This performs the same core downstream processing pattern as the reference notebook. Below is the mathematical purpose of each step:

1. **Filter low-quality cells**
   - Removes extreme low-information points (very low counts/genes) that mostly add technical noise.
   - This improves signal-to-noise before any geometry-based methods.

2. **Normalize total counts and log-transform**
   - Each cell has different sequencing depth (library size), so raw counts are not directly comparable.
   - Size-factor normalization rescales each cell to a common total (`target_sum`):
     - If cell `i` has total `c_i`, scaled expression is approximately `x_ig * (target_sum / c_i)`.
   - `log1p` then compresses dynamic range (`log(1+x)`), reducing dominance of very highly expressed genes.

3. **PCA (linear dimensionality reduction)**
   - Gene space is very high-dimensional. Distances become unstable in very high dimensions (curse of dimensionality).
   - PCA projects data onto orthogonal directions of maximal variance (top eigenvectors of covariance matrix).
   - Keeping top PCs denoises data while preserving most biological structure.

4. **kNN graph in PC space (`sc.pp.neighbors`)**
   - For each cell, connect to its `k` nearest neighbors in PCA space.
   - This builds a graph that approximates the local manifold geometry of cell states.
   - Downstream methods (UMAP, Leiden) operate on this graph, not raw expression directly.

5. **UMAP (nonlinear embedding for visualization)**
   - UMAP constructs a fuzzy neighbor graph in high-dimensional space, then finds a 2D embedding with similar fuzzy connectivity.
   - It optimizes a cross-entropy-like objective between high-D and low-D neighbor probabilities.
   - Main purpose: human-interpretable visualization, not formal statistical inference.

6. **Leiden clustering (graph community detection)**
   - Leiden partitions the neighbor graph into communities with dense within-cluster edges and sparse between-cluster edges.
   - It optimizes a graph quality function (modularity/CPM family) and improves partition connectivity over older methods.
   - Resolution controls granularity: lower = broader groups, higher = finer subclusters.

In [None]:
ad_cluster = ad.copy()

sc.pp.filter_cells(ad_cluster, min_counts=MIN_COUNTS)
sc.pp.filter_cells(ad_cluster, min_genes=MIN_GENES)

sc.pp.normalize_total(ad_cluster, target_sum=TARGET_SUM, inplace=True)
sc.pp.log1p(ad_cluster)

sc.tl.pca(ad_cluster)
sc.pp.neighbors(ad_cluster, n_neighbors=N_NEIGHBORS, n_pcs=N_PCS)
sc.tl.umap(ad_cluster, min_dist=UMAP_MIN_DIST)
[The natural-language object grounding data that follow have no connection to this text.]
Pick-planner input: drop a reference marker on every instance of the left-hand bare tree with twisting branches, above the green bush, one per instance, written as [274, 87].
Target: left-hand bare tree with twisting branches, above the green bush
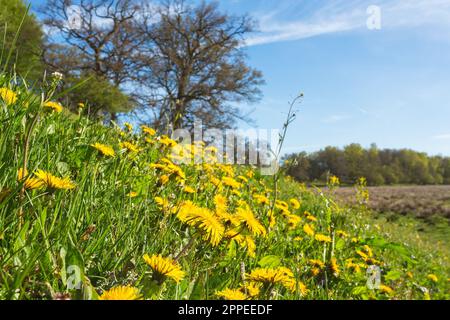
[98, 36]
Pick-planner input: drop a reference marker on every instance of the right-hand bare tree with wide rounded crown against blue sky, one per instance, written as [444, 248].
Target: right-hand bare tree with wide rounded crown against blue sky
[195, 66]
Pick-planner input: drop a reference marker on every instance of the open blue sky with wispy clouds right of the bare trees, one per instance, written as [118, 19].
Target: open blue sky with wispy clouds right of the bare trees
[389, 86]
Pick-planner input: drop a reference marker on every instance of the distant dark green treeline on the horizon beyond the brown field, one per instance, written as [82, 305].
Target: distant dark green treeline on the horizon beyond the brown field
[379, 167]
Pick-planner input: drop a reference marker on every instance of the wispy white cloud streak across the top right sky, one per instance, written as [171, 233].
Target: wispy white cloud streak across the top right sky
[343, 16]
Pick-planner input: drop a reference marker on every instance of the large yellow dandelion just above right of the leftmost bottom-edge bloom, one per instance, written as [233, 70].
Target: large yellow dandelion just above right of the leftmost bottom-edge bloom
[164, 268]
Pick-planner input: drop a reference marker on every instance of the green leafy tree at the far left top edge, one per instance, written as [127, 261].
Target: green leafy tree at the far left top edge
[26, 54]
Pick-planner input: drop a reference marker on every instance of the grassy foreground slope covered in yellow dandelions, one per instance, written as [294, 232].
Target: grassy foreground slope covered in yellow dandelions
[89, 211]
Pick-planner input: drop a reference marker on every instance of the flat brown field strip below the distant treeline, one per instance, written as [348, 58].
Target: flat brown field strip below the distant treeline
[422, 201]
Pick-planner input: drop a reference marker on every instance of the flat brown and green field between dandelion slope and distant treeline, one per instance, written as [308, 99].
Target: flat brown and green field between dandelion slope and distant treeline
[416, 215]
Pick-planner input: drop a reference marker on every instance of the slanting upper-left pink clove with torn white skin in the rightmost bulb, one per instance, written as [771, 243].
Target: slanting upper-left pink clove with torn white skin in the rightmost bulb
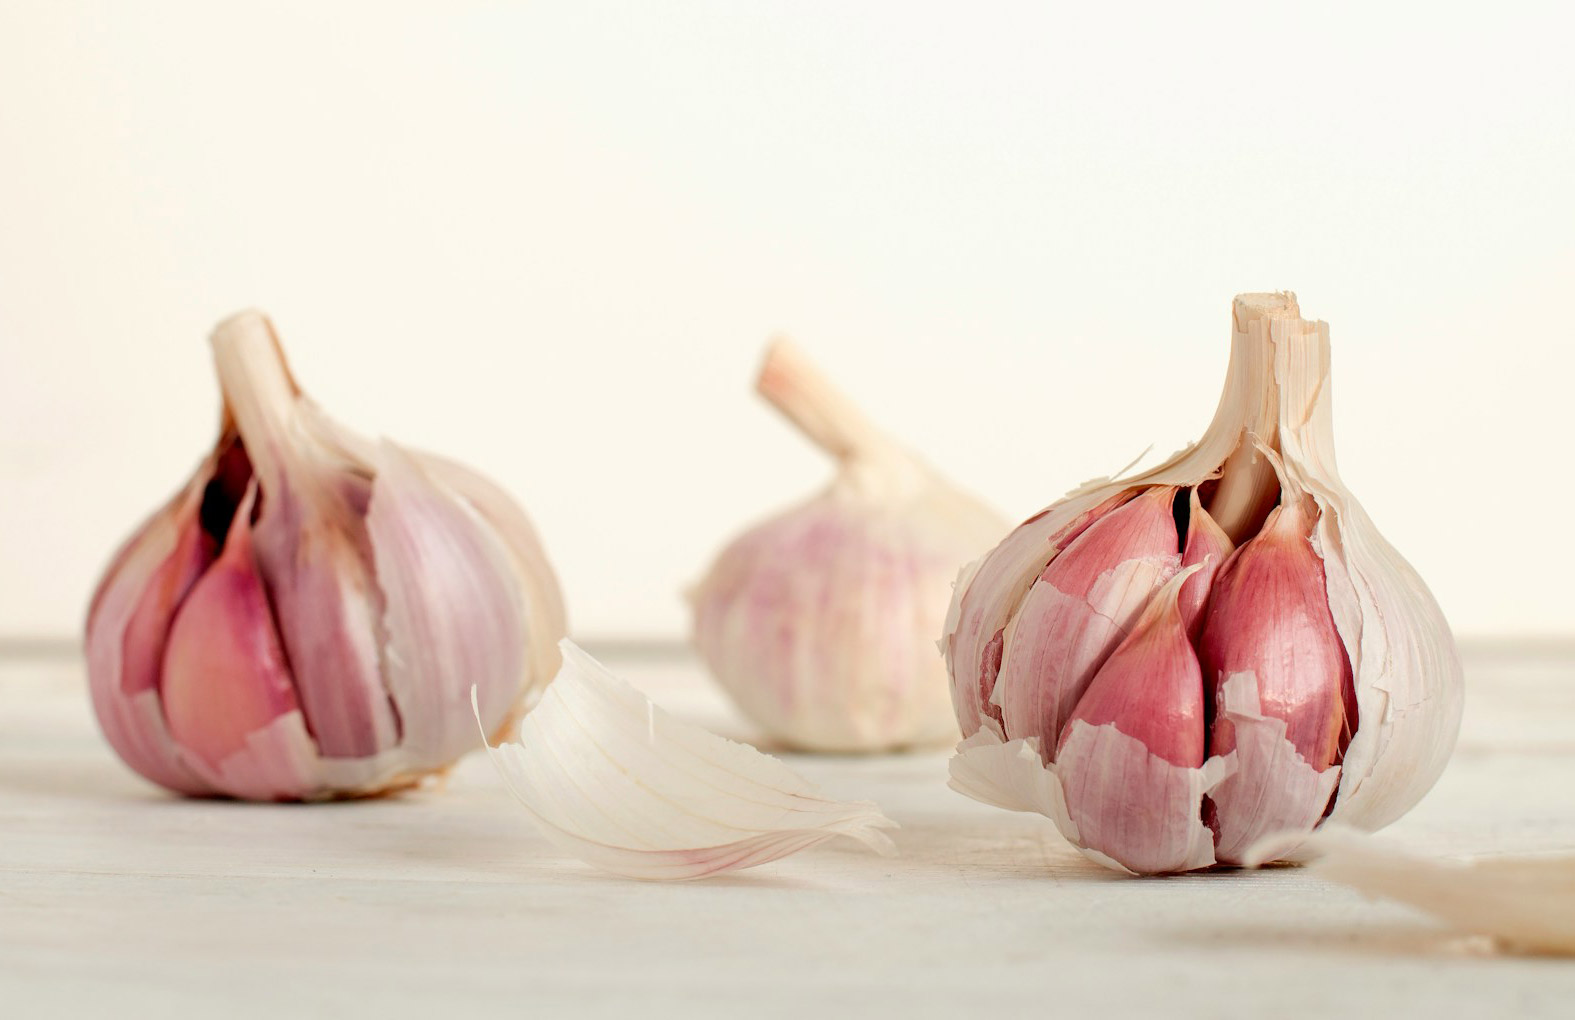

for resolution in LEIDEN_RESOLUTIONS:
    key = f'leiden_{resolution}'
    sc.tl.leiden(ad_cluster, resolution=resolution, key_added=key)
    print(f'Computed {key}')

ad_cluster

## Step 8: UMAP quick checks and marker genes

- Plots UMAP colored by sample and final cluster label.
- Computes marker genes with `rank_genes_groups`.
  - Here we use a t-test per gene (cluster vs rest) to rank genes by differential expression signal.
  - This gives interpretable candidate markers for cluster annotation.
- Saves clustered object and markers table.

In [None]:
final_leiden_key = f'leiden_{LEIDEN_RESOLUTIONS[-1]}'

sc.pl.umap(ad_cluster, color=['sample_id', final_leiden_key], wspace=0.35)

sc.tl.rank_genes_groups(ad_cluster, groupby=final_leiden_key, method='t-test')
markers = sc.get.rank_genes_groups_df(ad_cluster, group=None)
display(markers.head())

clustered_path = DATA_OUT_DIR / 'clustered.h5ad'
markers_path = DATA_OUT_DIR / 'markers_by_cluster.csv'

ad_cluster.write(clustered_path)
markers.to_csv(markers_path, index=False)

print(f'Saved clustered AnnData: {clustered_path}')
print(f'Saved marker genes   : {markers_path}')

## Troubleshooting

- If you get `No run directories...`, verify `DATA_DIR` and `RUN_PREFIX`.
- If row mismatch appears in Step 3, one run has inconsistent matrix vs metadata files.
- If `sample_id` values look wrong, adjust `SAMPLE_ID_SPLIT` and `SAMPLE_ID_INDEX`.
- If `scanpy` is missing, install dependencies in your environment before rerunning.